I have been reading “Ernest Hemingway on Writing” – inserts of quotations in letters. Topics such as “What writing is and does”, “The pain and pleasure of writing”, the list continues.
One such quotation to paraphrase, love and “writing hard (are) the two things (that) are run by the same motor” (Phillips, 55).
While riding the shuttle in the morning the other day, this thought came to me – mostly because I wanted to be writing and not riding the shuttle.
If love and writing come from the same motor, wouldn’t that be the same for composing music, playing an instrument, sculpting, painting, weaving, knitting, baking, and cooking; filling our lives with color, perspectives, tastes, and sounds?
When we walk into a bookstore, it is the words that fill our hearts and give us inspiration.
When we listen to an artist or band we love – it is really the composition from those artists that came from their hearts, to ours.
When we bake or cook, it is most often for the people we are the closest to, the people we love most.
When we create and exchange with another, we accept the willingness of someone’s hearts into ours and that is love.
This may and does sound corny and that is Okay.
I accept it.
So many times we subtract love out of our lives by grabbing and the pulling at the world, like pulling weeds out of the earth.

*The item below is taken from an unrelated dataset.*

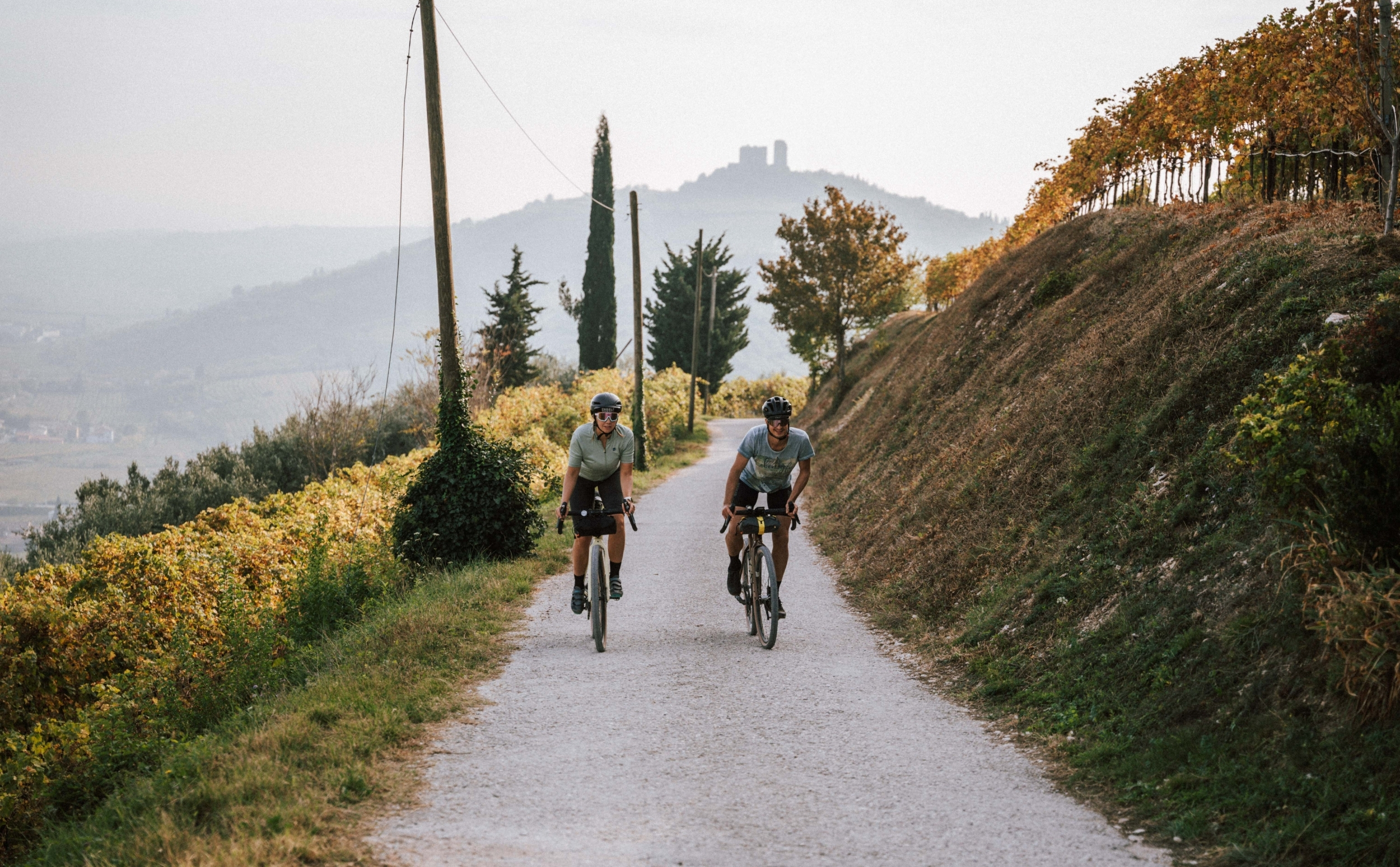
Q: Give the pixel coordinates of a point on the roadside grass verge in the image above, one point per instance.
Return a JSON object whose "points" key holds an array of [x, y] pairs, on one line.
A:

But to think, when we stop the grabbing and stop the pulling, we create by making something from nothing. We are giving our gifts to the world by our hearts and the love we have to share. Essentially given that, the landscape of the world is truly cultivated by more love than anything else.
What a nice thought, hey?
Work Cited:
Hemingway, Mary Walsh., Phillips, Larry W. “Ernest Hemingway on Writing.” New York, NY. Scribner. 1984.